Salome Monthe Chemiat

Research

Research Statement

Similarity-based retrieval has become a default design choice in LLM systems, but this assumption breaks down in high-stakes decision environments. In maternal and clinical contexts, retrieving semantically similar text does not guarantee actionable, safe, or context-valid guidance.
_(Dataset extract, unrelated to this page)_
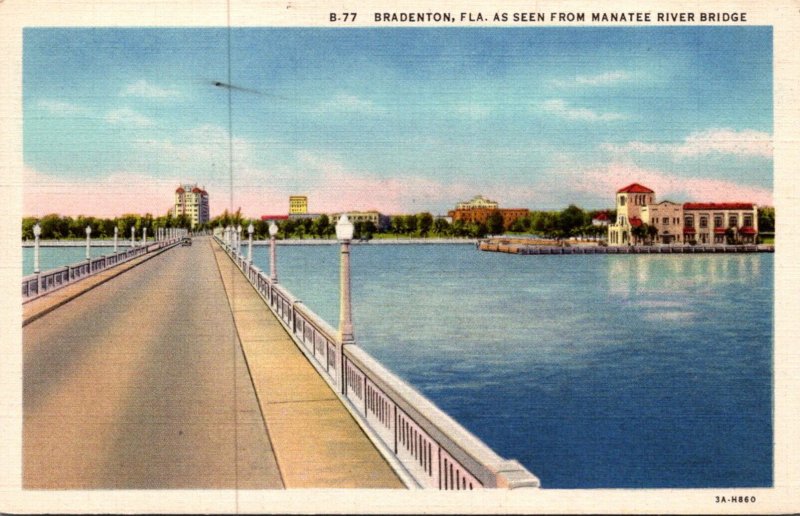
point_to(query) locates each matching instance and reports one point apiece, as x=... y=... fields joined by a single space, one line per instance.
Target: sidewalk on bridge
x=315 y=439
x=38 y=307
My research addresses this gap by combining utility-driven retrieval objectives with neuro-symbolic reasoning and explicit safety constraints. The goal is to build systems that can justify retrieval choices, reduce hallucinations, and maintain reliability under real-world uncertainty.

Research Interests

  • Neuro-symbolic AI
  • Retrieval-Augmented Generation systems
  • AI Safety and Alignment
  • LLM robustness and hallucination mitigation
  • Distributed AI systems
  • High-stakes decision AI

Selected Projects

Neuro-symbolic RAG System

Flagship Project

A research system that replaces purely similarity-based retrieval with utility-driven evidence selection. It integrates graph-based retrieval reasoning and symbolic safety constraints to improve output validity in maternal health decision support.

Tech stack: Python, Flask, LLaMA, vector retrieval, symbolic rules, graph-based reasoning. GitHub

Maternal Health AI Assistant

Developed a retrieval-augmented clinical assistant using Flask and LLaMA, then performed grounding and hallucination analysis under varying retrieval conditions. The work identifies failure pathways in medically sensitive prompts and proposes mitigation strategies.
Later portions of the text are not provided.